Riding heavily on an exciting finish, Trust, Greed, Bullets and Bourbon stalled and stalled, before finally climbing up the hill.

 

When I read the synopsis of the film, I was really captivated and thought this would be a strong, edgy film full of intrigue and excitement right from the beginning. Director Scott Kawczynski works hard to match Quentin Tarintino, whose ability to capture extreme shock in a slick way continues to captivate audiences throughout the world.

 

Five years have passed since five robbers-Tyler, David, Samantha, Circe and Hector- botched a simple heist for diamonds. Reconvening in a remote cabin somewhere in the USA, they discuss what could be done to successfully track down the diamonds. There is a good reason to believe one of them might be the cause behind the failed heist. With so many successful thefts, a simple ‘distract- steal- dash’ would not have been so hard.

 

As the title itself suggests, undertaking such an operation is no easy feat with five career criminals. When Max assaults a local townsperson, the group’s cover is severely compromised. Then friendly next door neighbour, Hector, continually arrives at the most inconvenient times. Finally, without warning one member turns his gun on another member.

 

With the eclectic group of characters, the film manages to hold some audience interest, especially during the more laboured scenes. The acting from Max Casella is outstanding, with the other leads turning in satisfactory performances. Secretly, though, this viewer hoped that each character would demonstrate some erratic behaviour to add interest, as most of the film is just a lot of tough talking, until the end.
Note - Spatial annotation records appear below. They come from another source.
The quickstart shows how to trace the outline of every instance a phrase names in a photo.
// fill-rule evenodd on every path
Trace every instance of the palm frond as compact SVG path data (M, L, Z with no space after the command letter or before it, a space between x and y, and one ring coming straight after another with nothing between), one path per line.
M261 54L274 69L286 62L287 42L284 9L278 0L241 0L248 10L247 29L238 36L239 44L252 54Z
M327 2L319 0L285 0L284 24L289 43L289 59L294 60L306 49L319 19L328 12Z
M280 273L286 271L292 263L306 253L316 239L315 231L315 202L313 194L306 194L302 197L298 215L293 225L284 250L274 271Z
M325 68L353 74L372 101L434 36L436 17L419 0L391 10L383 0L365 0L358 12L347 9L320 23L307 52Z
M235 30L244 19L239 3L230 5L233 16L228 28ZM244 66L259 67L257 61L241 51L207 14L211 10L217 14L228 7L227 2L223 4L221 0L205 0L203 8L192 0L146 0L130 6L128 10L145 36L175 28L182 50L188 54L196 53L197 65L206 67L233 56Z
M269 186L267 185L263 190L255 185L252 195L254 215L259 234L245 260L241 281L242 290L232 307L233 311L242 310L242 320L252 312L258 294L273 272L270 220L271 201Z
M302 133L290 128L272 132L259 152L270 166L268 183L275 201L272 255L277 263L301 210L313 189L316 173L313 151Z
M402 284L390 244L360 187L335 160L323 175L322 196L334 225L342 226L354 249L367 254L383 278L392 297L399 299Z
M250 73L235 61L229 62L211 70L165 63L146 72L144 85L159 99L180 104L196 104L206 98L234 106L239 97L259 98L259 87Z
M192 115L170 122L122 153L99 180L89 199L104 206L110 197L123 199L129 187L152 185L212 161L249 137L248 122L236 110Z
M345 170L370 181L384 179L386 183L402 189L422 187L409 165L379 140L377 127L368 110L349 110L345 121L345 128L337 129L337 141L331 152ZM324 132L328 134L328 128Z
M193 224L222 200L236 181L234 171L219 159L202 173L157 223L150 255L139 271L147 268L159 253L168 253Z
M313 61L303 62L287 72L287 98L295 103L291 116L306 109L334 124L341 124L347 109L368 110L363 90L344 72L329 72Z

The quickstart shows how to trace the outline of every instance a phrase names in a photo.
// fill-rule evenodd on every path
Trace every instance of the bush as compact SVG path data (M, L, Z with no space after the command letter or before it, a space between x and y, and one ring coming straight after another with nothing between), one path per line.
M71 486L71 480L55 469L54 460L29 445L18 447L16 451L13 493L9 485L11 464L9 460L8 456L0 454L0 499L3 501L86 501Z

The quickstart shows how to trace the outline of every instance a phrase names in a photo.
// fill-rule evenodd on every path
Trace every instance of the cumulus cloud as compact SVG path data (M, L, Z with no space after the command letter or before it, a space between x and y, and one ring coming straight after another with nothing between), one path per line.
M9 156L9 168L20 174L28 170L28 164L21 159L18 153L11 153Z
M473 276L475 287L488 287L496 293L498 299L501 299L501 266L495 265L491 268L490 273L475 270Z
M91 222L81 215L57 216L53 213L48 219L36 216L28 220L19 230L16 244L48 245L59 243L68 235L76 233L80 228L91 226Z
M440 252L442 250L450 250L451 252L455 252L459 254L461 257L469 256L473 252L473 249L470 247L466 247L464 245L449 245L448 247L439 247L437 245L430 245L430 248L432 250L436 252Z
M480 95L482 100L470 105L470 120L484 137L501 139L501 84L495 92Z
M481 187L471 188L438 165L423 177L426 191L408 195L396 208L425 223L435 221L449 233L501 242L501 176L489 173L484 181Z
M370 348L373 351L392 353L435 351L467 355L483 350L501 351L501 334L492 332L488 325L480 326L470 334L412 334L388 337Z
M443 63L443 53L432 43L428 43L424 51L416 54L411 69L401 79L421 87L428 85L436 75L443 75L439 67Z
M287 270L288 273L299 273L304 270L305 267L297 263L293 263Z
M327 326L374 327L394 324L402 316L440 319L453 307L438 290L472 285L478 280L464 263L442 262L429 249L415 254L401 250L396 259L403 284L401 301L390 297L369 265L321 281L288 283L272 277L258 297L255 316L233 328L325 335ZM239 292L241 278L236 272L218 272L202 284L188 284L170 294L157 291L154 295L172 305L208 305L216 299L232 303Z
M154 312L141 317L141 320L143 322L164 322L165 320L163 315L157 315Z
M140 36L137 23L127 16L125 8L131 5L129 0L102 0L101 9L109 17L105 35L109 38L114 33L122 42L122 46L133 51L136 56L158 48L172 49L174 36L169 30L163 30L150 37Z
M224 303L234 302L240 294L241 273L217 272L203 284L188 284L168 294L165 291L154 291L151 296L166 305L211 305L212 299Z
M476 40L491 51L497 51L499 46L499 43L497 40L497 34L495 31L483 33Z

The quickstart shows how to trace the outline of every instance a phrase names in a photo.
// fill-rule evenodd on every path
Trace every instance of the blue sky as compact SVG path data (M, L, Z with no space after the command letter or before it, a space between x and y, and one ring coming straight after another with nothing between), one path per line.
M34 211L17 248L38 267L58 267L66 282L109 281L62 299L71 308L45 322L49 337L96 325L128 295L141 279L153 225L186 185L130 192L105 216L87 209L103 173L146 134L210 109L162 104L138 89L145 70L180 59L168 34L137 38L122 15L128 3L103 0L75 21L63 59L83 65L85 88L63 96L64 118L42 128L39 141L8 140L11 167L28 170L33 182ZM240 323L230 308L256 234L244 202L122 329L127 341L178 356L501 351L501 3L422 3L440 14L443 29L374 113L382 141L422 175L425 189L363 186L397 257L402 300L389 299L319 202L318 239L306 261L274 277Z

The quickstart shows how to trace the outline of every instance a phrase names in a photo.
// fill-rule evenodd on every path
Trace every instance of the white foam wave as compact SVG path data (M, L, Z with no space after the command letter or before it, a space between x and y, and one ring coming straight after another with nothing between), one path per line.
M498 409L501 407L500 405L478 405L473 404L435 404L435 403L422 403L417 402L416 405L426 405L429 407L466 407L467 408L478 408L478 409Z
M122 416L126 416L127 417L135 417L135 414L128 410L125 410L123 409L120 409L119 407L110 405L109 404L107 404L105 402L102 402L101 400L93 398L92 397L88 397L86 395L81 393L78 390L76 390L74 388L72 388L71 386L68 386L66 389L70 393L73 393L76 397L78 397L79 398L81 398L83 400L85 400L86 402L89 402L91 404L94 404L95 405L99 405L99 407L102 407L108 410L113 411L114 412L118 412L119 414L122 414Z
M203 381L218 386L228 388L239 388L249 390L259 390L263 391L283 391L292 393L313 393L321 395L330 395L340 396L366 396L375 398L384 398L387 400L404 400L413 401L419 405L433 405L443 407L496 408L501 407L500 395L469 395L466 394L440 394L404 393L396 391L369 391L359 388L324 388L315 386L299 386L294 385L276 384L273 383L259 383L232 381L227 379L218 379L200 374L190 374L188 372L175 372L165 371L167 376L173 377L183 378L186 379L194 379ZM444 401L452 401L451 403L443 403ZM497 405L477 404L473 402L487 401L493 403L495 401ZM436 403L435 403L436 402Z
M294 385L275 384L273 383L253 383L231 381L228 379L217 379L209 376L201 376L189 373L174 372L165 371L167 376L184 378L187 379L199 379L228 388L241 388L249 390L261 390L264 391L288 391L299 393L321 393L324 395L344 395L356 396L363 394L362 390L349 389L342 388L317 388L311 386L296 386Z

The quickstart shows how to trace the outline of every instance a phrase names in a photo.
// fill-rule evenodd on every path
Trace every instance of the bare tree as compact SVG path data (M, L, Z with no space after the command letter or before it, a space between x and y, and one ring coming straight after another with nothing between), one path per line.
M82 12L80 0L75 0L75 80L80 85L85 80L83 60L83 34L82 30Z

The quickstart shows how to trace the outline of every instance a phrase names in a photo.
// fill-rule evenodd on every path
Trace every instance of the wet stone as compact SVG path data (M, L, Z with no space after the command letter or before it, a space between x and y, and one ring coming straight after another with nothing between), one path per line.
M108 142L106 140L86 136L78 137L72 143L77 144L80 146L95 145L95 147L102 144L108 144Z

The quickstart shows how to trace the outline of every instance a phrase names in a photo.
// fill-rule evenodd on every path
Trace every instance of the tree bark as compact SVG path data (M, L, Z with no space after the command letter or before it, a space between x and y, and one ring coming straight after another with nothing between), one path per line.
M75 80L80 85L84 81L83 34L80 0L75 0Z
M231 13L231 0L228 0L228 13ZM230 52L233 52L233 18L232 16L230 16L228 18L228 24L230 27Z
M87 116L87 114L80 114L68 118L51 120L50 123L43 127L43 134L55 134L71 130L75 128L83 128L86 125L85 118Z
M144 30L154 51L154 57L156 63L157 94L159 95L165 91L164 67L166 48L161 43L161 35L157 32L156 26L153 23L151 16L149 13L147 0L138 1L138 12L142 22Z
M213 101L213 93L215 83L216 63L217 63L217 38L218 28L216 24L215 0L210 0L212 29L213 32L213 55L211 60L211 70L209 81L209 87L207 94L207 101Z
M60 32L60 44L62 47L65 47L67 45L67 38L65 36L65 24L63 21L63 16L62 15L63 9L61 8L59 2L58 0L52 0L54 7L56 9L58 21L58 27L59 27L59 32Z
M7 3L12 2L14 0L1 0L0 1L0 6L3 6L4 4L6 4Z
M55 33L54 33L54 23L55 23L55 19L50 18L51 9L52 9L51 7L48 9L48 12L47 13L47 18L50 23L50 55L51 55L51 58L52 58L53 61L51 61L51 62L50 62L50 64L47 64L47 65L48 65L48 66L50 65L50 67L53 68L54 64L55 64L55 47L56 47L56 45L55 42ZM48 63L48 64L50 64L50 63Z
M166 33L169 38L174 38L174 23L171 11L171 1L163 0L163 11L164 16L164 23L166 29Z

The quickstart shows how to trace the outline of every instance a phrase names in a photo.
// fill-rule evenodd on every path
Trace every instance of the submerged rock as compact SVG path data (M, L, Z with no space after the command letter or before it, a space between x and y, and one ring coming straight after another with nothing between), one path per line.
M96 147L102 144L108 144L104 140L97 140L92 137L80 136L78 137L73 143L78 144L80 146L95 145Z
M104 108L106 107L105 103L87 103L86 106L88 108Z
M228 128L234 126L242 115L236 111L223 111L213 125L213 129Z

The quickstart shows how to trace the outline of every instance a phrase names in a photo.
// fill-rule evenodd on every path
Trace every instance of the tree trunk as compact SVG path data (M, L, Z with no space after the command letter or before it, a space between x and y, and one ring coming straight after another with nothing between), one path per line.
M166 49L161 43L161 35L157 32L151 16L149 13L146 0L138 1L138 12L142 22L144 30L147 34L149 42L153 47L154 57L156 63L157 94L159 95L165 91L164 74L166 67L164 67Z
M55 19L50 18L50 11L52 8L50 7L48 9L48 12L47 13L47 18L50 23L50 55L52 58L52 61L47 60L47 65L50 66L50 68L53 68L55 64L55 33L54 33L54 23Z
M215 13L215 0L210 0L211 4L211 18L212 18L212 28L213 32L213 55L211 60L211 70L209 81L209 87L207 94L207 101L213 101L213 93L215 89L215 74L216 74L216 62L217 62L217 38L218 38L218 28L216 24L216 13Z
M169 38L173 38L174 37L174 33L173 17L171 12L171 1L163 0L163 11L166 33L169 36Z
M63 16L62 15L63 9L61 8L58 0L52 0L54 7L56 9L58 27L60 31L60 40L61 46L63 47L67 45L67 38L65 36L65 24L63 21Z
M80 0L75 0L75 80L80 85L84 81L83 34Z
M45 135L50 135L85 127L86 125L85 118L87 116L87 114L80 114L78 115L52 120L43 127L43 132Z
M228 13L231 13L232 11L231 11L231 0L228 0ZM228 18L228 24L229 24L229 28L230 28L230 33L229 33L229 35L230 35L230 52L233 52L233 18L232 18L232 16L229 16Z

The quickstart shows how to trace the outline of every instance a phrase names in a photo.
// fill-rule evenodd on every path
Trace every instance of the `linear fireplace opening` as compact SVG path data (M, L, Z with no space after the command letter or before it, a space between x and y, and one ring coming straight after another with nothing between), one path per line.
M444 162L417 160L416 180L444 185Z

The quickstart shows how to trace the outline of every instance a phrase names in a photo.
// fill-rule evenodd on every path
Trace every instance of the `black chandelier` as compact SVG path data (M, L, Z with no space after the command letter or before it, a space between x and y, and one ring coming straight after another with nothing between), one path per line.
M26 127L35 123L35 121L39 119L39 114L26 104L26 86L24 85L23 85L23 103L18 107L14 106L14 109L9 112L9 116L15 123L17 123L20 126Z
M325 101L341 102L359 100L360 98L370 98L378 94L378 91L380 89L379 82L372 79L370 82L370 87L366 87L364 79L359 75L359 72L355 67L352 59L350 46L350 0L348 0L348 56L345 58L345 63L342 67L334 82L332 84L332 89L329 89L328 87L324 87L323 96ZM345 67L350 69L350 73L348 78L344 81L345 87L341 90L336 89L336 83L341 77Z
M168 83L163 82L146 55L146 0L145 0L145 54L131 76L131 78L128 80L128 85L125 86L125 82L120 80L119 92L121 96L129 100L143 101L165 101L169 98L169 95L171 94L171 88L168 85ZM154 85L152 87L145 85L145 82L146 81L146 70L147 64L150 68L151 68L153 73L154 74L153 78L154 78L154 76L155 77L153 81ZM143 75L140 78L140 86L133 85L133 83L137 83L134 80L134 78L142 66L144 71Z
Suddenly some excitement finally begins to build in the last fifteen minutes. When we begin to see what actually happen on the day of the heist through flashbacks, a heightened sense of delight comes. Putting together the puzzle becomes increasingly edgy. Then all of a sudden we are forced to reflect. Were these characters genuine or deceiving us? Where are the diamonds? Do they even exist? Can we be sure they will be split evenly?

As this is a directorial debut made on a low budget, I can understand all the intended outcomes could not have been achieved. There are some things though which must be taken with a grain of salt. The musical score went missing for long periods of time, and then suddenly just appeared when excitement started to build. Editing was an issue, particularly with the drawn out dialogues between the characters. And it was sometimes hard to believe these fresh faced characters were actually as dangerous as we were led to believe.

Overall though the film does enough (and only just) to make it over the hill.